La reciente aprobación del currículo de Bachillerato ha desatado furiosas polémicas entre académicos y políticos.

Es muy difícil observar los acontecimientos sin atribuirles un sentido, un por qué, una intención.

Isabel Díaz Ayuso, la presidenta de la Comunidad de Madrid, ha recurrido ante el Supremo acusando a Sánchez de «querer politizar todo».

Entre los críticos al currículo del ámbito académico, que son muchos, circula la versión de que la falta de contenidos del nuevo plan de estudios obedece a un plan intencionado en disminuir el nivel académico, reducir el conocimiento de las ciencias y la filosofía a favor de concepciones veladamente moralizantes, ideológicas y proselitistas. Incluso hay quienes, como el filósofo Gabriel Albiac que han ido más allá, afirmando que «Se está buscando la completa analfabetización…» en el derrotero de la enseñanza. El espectro de las interpretaciones va desde afirmar que se trata de una mera búsqueda de rentabilidad política hasta la intención de disminuir la capacidad crítica de las nuevas generaciones para facilitar su manipulación.
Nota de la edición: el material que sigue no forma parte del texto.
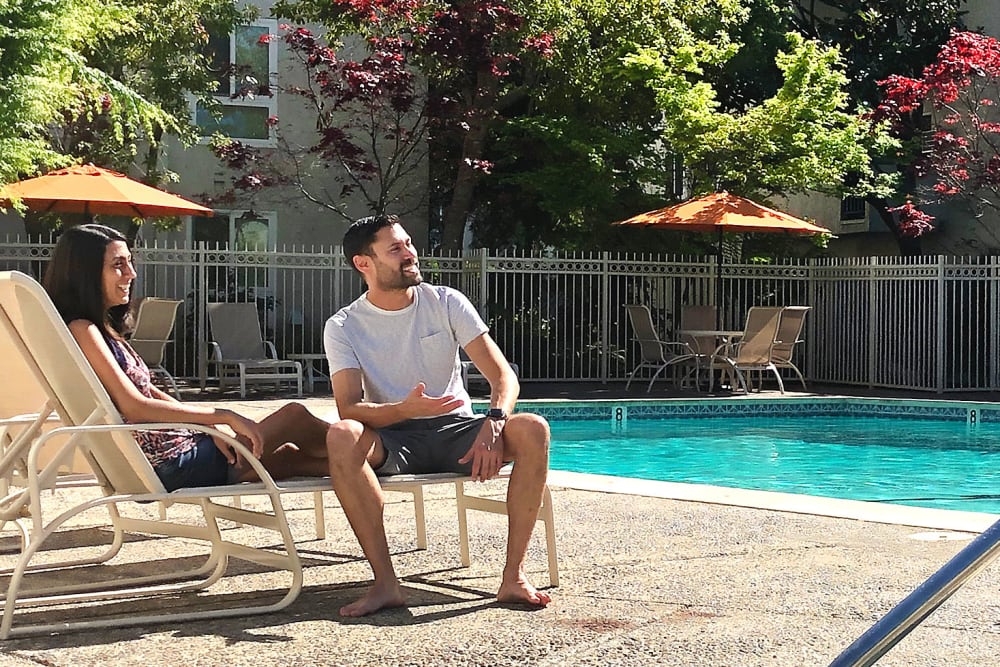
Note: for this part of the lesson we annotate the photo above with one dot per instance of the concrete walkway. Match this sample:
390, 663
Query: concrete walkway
644, 581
Hace nada que se apagó la eclosión de teorías conspirativas sobre el origen de la reciente pandemia y perduran aún diversas hipótesis acerca de razones ocultas para la guerra ruso-ucraniana.

¡Ríos de tinta!

La realidad es que como dijo Otto von Bismarck, el prusiano defensor de la «Realpolitik», «La política es el arte de lo posible». Por lo tanto, las intenciones, que sin duda las hay, quedan casi siempre superadas por la interacción con multitud de variables. Los líderes hacen lo que pueden más que lo que quieren.

No es mi intención discutir aquí cuánto hay de fundamento o de fantasía en estas interpretaciones, ni mucho menos deslegitimar las críticas al reciente currículo, sino poner en evidencia la manifestación de un mecanismo psicológico universal, como es la necesidad imperiosa de negar que el resultado final de muchos acontecimientos es mero fruto de interacciones caóticas y que, incluso, carecen de sentido alguno. Aun admitiendo que las intenciones existan, lo normal es que los resultados finales acaben muy lejos del objetivo inicial.

Para un líder es prácticamente imposible permanecer en el poder sin una cuota, más bien importante, de oportunismo.

Los pensadores griegos llamaban «teleología» a la rama de la metafísica que se refiere al estudio de la finalidad o propósitos de un ser o de un objeto. El uso más frecuente se refiere a la atribución de una finalidad. Teleología y oportunismo se oponen y lo frecuente es el triunfo de lo segundo.

Por ejemplo, la razón por la que incluso en la actualidad hay lugares de los Estados Unidos en que se cuestiona la teoría de la evolución de las especies se debe a que Darwin demostró que la naturaleza avanza movida solo por la eficiencia de mutaciones que ocurren caprichosamente al azar y por lo tanto la naturaleza no se dirige a ningún objetivo.

Los psicólogos sabemos que el trastorno de personalidad paranoica PPD, por sus siglas en inglés (paranoid personality disorder) se manifiesta por una exacerbación de la atribución de intencionalidad a las personas y acontecimientos de la realidad. Se trata de una afección grave que puede acabar en el colapso del contacto con la realidad propio de la psicosis y la esquizofrenia.

Lo complejo del tema es que no es posible comprender la realidad sin armar un mapa de sentidos, pero a la vez causa vértigo entender que gran parte de los acontecimientos que nos rodean, aunque nos afecten, no carecen de una intencionalidad oculta que esté a favor o en contra nuestro.

Ocurre con frecuencia que en las relaciones sociales interpretemos las actitudes intenciones y motivos de los demás y luego debamos corregirlos, si es que somos capaces de admitir nuestro error. Esa capacidad de rectificación es un ingrediente fundamental de la empatía. Tanto si se trata de que nos quieren más o menos que nuestras suposiciones iniciales. De este delicado equilibrio depende, en parte, el bienestar de nuestra vida social. Por esa razón, en los casos de personas con tendencia a ver un exceso de intenciones, generalmente auto-referidas, la TCC (terapia cognitivo conductual) que ha surgido como una técnica terapéutica centrada en corregir patrones fallidos de comportamiento, consiste en que quien lo padece evite sobreponer sus pensamientos a la realidad de las actitudes de los demás.

Jorge Luis Borges, como poeta, se debatía frente a esta paradoja entre la necesidad de atribuir intenciones a la fría realidad y el riesgo de deformar lo objetivo. En un escrito citó una poesía del místico Angelus Silesius que dice:

«La rosa es sin porqué, florece porque florece, no presta atención a ella misma, no se pregunta si uno la ve». Pero admite que se necesita «una tenaz conspiración de porqués» para dar entidad poética a la rosa.